Les médecins généralistes ont réduit leurs prescriptions d'inhibiteurs de la pompe à protons (IPP) chez les enfants de moins d'un an à la suite de la diffusion en mars 2024 d'une fiche pertinence par la Haute Autorité de santé (HAS), selon une étude d'impact publiée le 16 mars 2026.

Au cours des dernières années, l'exposition de la population pédiatrique à ces médicaments anti-acides a augmenté avec une prescription courante chez les enfants de moins d'un an, bien que cela soit hors autorisation de mise sur le marché (AMM) et malgré les recommandations des sociétés savantes (en juillet 2014 par le Groupe francophone d'hépatologie, gastro-entérologie et nutrition pédiatriques -GFHGNP- et en mars 2018 par les sociétés de gastro-entérologie, hépatologie et nutrition pédiatriques nord-américaine -NASPGHAN- et européenne -ESPGHAN), rappelle-t-on.

Face à cette situation, la HAS a diffusé une fiche pertinence en mars 2024 intitulée "reflux gastro-œsophagien (RGO) chez l'enfant de moins d'un an: définitions, prise en charge et pertinence des traitements pharmacologiques". Elle rappelait que, chez l'enfant de moins d'un an, l'utilisation des IPP est réservée aux cas d'œsophagite par reflux confirmé par endoscopie œsogastroduodénale ou au traitement d'un RGO pathologique attesté par pH-métrie.

Cette fiche était accompagnée de documents pour les prescripteurs (logigramme et arbre décisionnel de prise en charge) et pour les parents (fiche d'information et affiche de conseils pratiques aux familles). Des courriels ont aussi été envoyés aux médecins généralistes.

Dans un point sur l'état des pratiques, la HAS indique qu'entre janvier 2022 et décembre 2024, 188.052 enfants (9%) ont été exposés aux IPP avant l'âge d'un an, avec des taux d'initiation de ces médicaments variant selon les départements de 4% à 18%. Les prescriptions étaient faites à 37% par des pédiatres libéraux, 32% des médecins généralistes et 25% des prescripteurs hospitaliers.

Pour l'étude d'impact de la fiche pertinence, la HAS a utilisé le système national des données de santé (SNDS).
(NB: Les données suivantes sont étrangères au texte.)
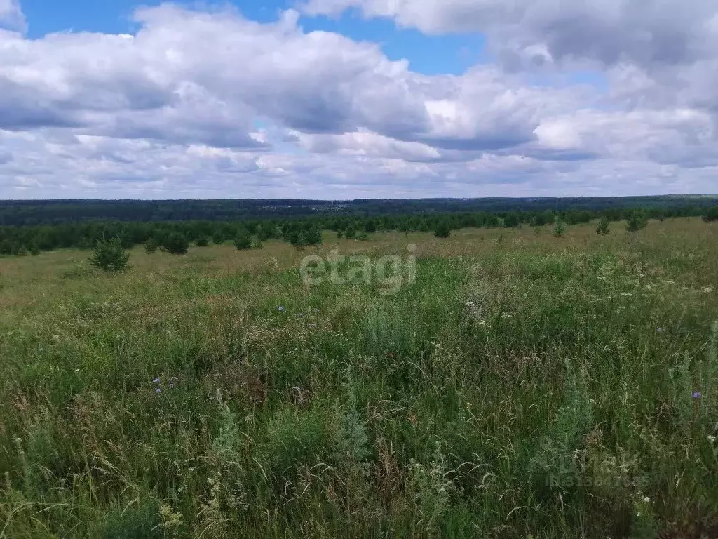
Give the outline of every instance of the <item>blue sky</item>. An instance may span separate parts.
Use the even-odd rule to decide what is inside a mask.
[[[131,0],[23,0],[23,11],[28,21],[28,35],[40,37],[45,34],[72,30],[109,33],[134,33],[134,10],[144,6],[157,6],[162,1]],[[235,0],[227,1],[175,1],[191,9],[221,8],[231,4],[246,17],[262,22],[276,21],[285,9],[294,8],[294,0]],[[385,19],[363,19],[358,13],[348,11],[339,17],[305,17],[299,24],[307,31],[335,32],[358,41],[381,44],[391,60],[406,59],[413,70],[427,75],[459,75],[471,65],[485,61],[483,36],[478,32],[426,36],[414,29],[397,29]]]
[[[0,0],[0,198],[715,193],[718,4],[636,6]]]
Elle a pris en compte les délivrances d'IPP chez les enfants de moins d'un an entre le 1ᵉʳ janvier 2015 et le 31 août 2025 en France (départements et régions d'outre-mer compris), une délivrance correspondant au remboursement par l'assurance maladie d'au moins une boîte un jour donné pour un patient donné pour un prescripteur donné.

S'agissant des médecins généralistes, la publication de mars 2024 apparaît bien associée à une baisse statistiquement significative des taux de délivrance (-0,37 délivrance pour 1.000 naissances vivantes annuelles entre mars 2024 et août 2025), par rapport au niveau de référence (5,2 délivrances par des généralistes pour 1.000 naissances vivantes annuelles sur janvier 2015-février 2018).

La HAS relève également une accélération significative de la baisse de ces taux.

Chez les généralistes, les recommandations internationales de 2018 avaient déjà été suivies d'une réduction du niveau (-0,30 délivrances pour 1.000 naissances annuelles) mais la hausse s'est ensuite poursuivie, même si elle était ralentie.

En ce qui concerne les pédiatres libéraux, la HAS observe un plateau, c'est-à-dire une stabilisation des taux de prescription après une tendance forte à la baisse dans les trois ans précédant la publication de la fiche pertinence, après la période Covid. Ils avaient déjà bien répondu aux recommandations des sociétés savantes internationales de pédiatrie en 2018.

D'après une dépêche publiée dans APMnews le 17 mars 2026.